In fact, Brown stated on multiple occasions that the way Hawkins performed, not just on the field, but in the classroom (where Hawkins was a member of the Big 12 Commissioner's Honor Roll) led to the Longhorns taking on more junior college players in the next couple classes.

"That was the greatest feeling to be able to hear that," Hawkins said. "I think I opened up a doorway a little bit. In junior college, a lot of kids didn't get that kind of opportunity, like I did, to step on the Texas grounds. So that's a good feeling."

Now, Hawkins, along with offensive guard Trey Hopkins, is trying to do something else for the Longhorns: break the streak of drafts without a Texas offensive lineman selected. And if the level of interest Hawkins has received is any indication, he'll be a pretty wanted man in the later rounds.

"It's been overwhelming," Hawkins said. "Talking to all the different teams, sometimes you have like six teams calling a day. Every time you think you have a good vibe about the teams that like you the most, teams that haven't talked to you yet start calling you."

Hawkins said he's talked to 25 of the 32 NFL teams, and noted that "people like my versatility." Had things worked out differently with Desmond Harrison a year ago, Hawkins could have spent last season at guard. And that's where he thinks he'll probably start off his NFL career, not a bad spot for a player with Hawkins's short-area power and mobility.

"I think I would transition to guard in the NFL, at least to start out," Hawkins said. "At some point, I could make my way back out to tackle, once they see what I can do. When you're drafted, you become theirs and they can really see you in person and see your skill set. Once they see how good my feet are, and how quick I am in pass set, it could be 'let's see if he can play tackle at the NFL level.'

"People aren't sure if you can play tackle in the NFL until they actually see you play it," Hawkins said. "That's the key thing right now. You see a lot of guys get drafted who were tackles in college, but who move inside to guard in the league. Then, some of those guys eventually move back out to tackle."

And that's something that could add value to Hawkins, as opposed to other linemen. Few guard prospects can say they've played the all-important left tackle spot, and played it as well, as Hawkins did at a major program.

"I've heard a lot of sixth and seventh round, but it could be something where a team pulls the plug and says they want to take this guy earlier," Hawkins said. "I would say, maybe a week or so ago, I started getting more and more phone calls, including from teams I've never talked to."

Hawkins said one of the reasons he picked Texas in the first place was the chance to get exposure and increase his chances of getting drafted.

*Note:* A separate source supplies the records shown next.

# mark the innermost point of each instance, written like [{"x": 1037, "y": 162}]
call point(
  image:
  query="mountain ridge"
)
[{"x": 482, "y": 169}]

And that means that he still views his Texas experience as a bit of unfinished business.

"My work here won't be done until I get drafted," Hawkins said. "I put stuff on film … talent won't be the reason I won't get drafted. It's just which team goes out on a limb and takes the chance to draft me."

If Hawkins does get drafted, what will his reaction be?

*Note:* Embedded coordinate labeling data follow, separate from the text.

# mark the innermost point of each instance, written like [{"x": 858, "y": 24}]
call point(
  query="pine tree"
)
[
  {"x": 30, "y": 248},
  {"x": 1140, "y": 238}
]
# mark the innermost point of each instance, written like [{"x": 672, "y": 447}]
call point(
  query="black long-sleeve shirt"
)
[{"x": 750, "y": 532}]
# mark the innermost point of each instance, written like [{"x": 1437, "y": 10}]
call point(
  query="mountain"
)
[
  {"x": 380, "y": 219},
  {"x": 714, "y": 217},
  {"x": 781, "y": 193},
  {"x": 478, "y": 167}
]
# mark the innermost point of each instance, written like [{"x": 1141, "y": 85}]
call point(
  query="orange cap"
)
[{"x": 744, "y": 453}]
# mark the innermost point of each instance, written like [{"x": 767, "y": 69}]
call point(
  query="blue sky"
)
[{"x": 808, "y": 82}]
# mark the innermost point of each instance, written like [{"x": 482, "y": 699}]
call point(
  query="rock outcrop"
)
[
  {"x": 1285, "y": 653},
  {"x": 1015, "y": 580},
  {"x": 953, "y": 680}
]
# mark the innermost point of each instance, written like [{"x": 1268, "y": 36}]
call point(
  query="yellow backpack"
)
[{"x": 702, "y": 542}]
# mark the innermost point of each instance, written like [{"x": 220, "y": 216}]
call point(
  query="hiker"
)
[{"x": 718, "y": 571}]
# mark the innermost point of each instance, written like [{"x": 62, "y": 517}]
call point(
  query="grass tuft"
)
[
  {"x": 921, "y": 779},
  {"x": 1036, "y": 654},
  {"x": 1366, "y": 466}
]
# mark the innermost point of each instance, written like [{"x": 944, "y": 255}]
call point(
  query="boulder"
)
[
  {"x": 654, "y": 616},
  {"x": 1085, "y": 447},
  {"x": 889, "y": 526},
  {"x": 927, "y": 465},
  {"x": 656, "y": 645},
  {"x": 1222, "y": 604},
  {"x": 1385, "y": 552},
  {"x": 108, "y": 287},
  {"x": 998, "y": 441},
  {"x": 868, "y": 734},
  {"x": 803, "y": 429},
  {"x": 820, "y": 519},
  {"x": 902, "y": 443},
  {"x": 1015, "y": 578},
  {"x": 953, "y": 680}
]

"I don't know what my reaction will be," Hawkins said. "Probably the first thing I'll do is cry. It's always been a dream of mine to get drafted, since I was seven years old. So for it to really happen. I'm going to be really emotional."

While Hawkins took a different route to the NFL than a lot of prospects who were top recruits out of high school, he said that didn't have to be a stumbling block.

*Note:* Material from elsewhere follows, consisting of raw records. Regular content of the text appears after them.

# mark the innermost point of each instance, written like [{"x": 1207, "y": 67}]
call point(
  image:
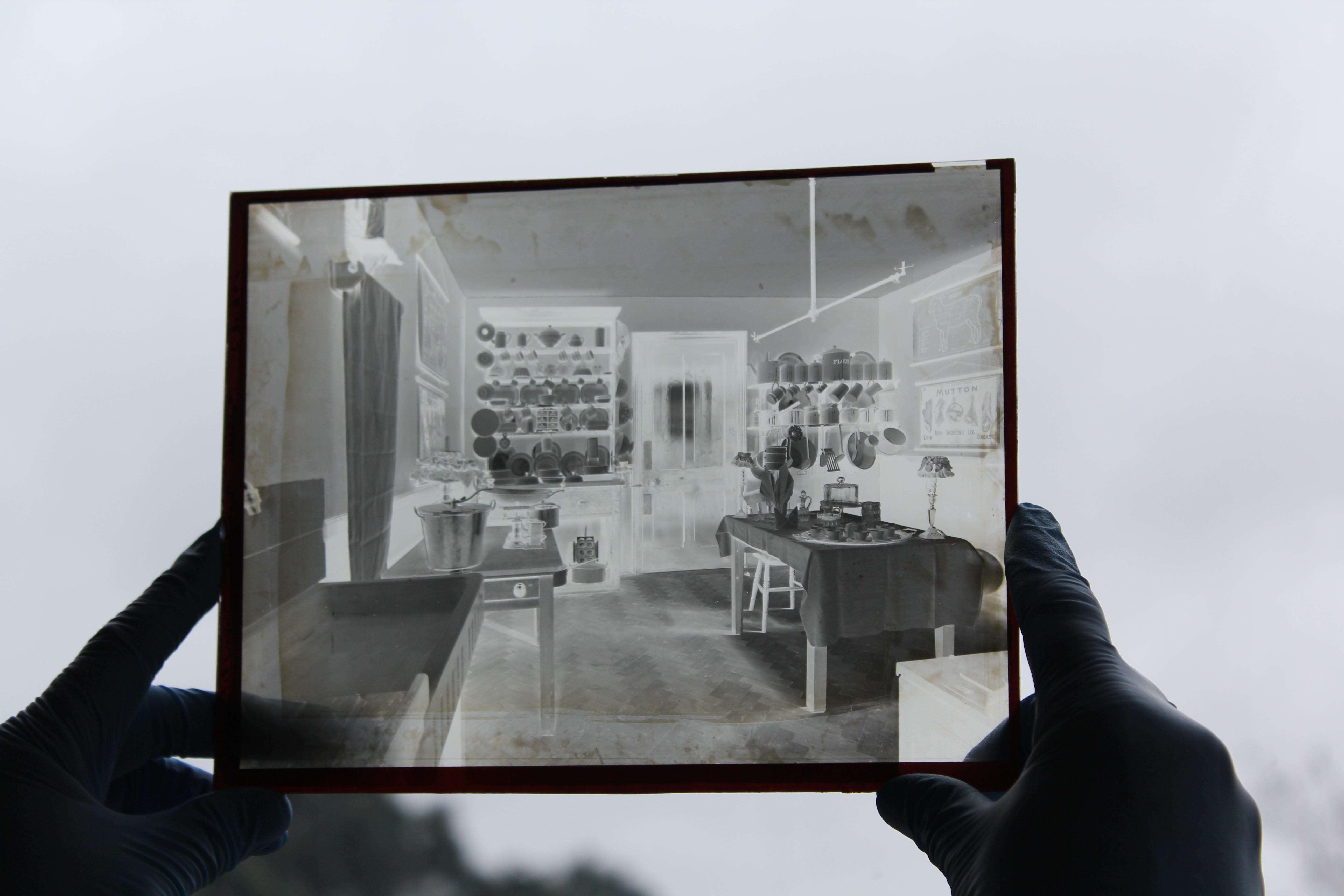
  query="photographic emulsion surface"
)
[{"x": 620, "y": 486}]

"I feel like you have to take the time out and put in the work," Hawkins said. "Your average person just sees you play on Saturday … they don't see what you do before the season to build your strength, build your conditioning and all that.

"That's one of the biggest reasons why I think I can be successful in the NFL," Hawkins said. "Not everybody's going to get what they need to be a first rounder. Some won't get the kind of coaching. You can't control that. But you have to be willing to put the work in. That's something you can control."